The ongoing recruitment of clients may also help explain today’s reaction. Plus500 also added a little under 137,000 new customers from January to June. Moreover, the activity level of customers — those actually making trades — continued to be high.
The outlook’s promising too
Plus said that it was confident it would continue to perform over the rest of 2021 “and beyond.” As a potential long-term investor, that last bit is key for me, as is the company’s desire to become “a global multi-asset Fintech Group.“
In line with this strategy, the FTSE 250 member recently launched a share dealing platform. The idea of providing multiple products to customers is one I like. The more products offered, the greater the possibility of cross-selling to existing customers. The recruitment of new clients is also more likely.

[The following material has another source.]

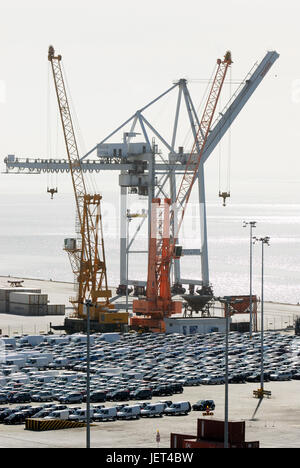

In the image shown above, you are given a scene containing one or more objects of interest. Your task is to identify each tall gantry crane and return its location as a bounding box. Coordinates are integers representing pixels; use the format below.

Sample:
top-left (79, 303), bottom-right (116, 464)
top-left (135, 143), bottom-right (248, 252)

Recent acquisitions will also allow the firm to enter the potentially very lucrative retail trading market in futures and options on futures in the US. This is something it regards as a “major growth opportunity.“
But don’t ignore the risks
Before markets opened, shares in Plus500 were valued at a little over 7 times forecast earnings. That seems ludicrously good considering how well the company scores on quality metrics such as profit margins and returns on capital. It’s long had a huge amount of cash on its balance sheet too. What gives?
There may be a couple of reasons. First, there’s the ongoing threat of regulation. Today, Plus500 was keen to highlight that its ongoing performance had been achieved despite new rules in its Australian market.
However, there’s nothing to say this won’t cause issues later down the line. Expanding its geographical footprint won’t necessarily provide protection either, as other countries could follow suit. Seen from this angle, Plus500’s apparent ‘cheapness’ does make some sense.
There’s also the opportunity cost of investing here. As the recent market debut of Wise shows, some fintech companies have more pulling power than others. This is especially the case if their share prices jump by double-digit percentages in short order.
There’s no question that Plus500 has enjoyed a purple patch. And, in the absence of another market crash or correction, it does seem like this may be coming to an end.
Nevertheless, I’d still be willing to buy the stock today if I were diversified elsewhere and looking for companies offering a good mix of value, potential growth and dividends. This FTSE 250 stock continues to get a box-tick from me.